2. Believers who live near these Roma peoples are generally unmoved by the spiritual darkness and physical deprivation that engulfs their villages. In Bible-believing churches in eastern Europe, to invite a Roma to one’s church means everyone else would leave and go elsewhere. In short, it appears that the reaching of the Roma for Jesus will require an imaginative movement of visionary and passionate missionaries who are willing to make joyful sacrifices to see light penetrate darkness. In Germany, on the other hand, the post-Christian environment is enveloped in a blindness that can only be breached through intercessory prayer and sacrificial building of intentional relationships.

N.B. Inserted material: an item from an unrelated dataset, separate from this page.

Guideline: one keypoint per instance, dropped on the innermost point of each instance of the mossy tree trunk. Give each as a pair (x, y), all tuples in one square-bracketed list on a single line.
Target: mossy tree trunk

3. There are some incredible people expending every ounce of energy and every resource at their disposal to go to difficult places to spread the Gospel because they have a passion for Jesus and a love for people. These soldiers of the faith are Americans, Croats, Serbs, Hungarian, Roma believers, and a host of other nationalities. They speak English (both American and British!), Croatian, German, Hungarian, Roma dialects, and other miscellaneous languages. The Apostle Paul’s multi-ethnic, multi-linguistic world and the team he assembled has nothing on these guys! (Like Paul, one has even been imprisoned for 3 months in a Turkish prison for preaching the Gospel.) These are the heroes, the role models, the ones we should be training our children to admire and emulate.
4. These frontline soldiers of the faith have enormous financial, physical, and spiritual needs that those more fortunate and resourced (like me) can help to meet through generous giving and intercessory prayer. “Outsiders” (like us in America) are strategically positioned with the needed supplies required for the waging of battle in these distant places.
Grateful that so many gave so generously that Mike and Josh and I could have this extraordinary opportunity to have our eyes opened in new ways. Thank you!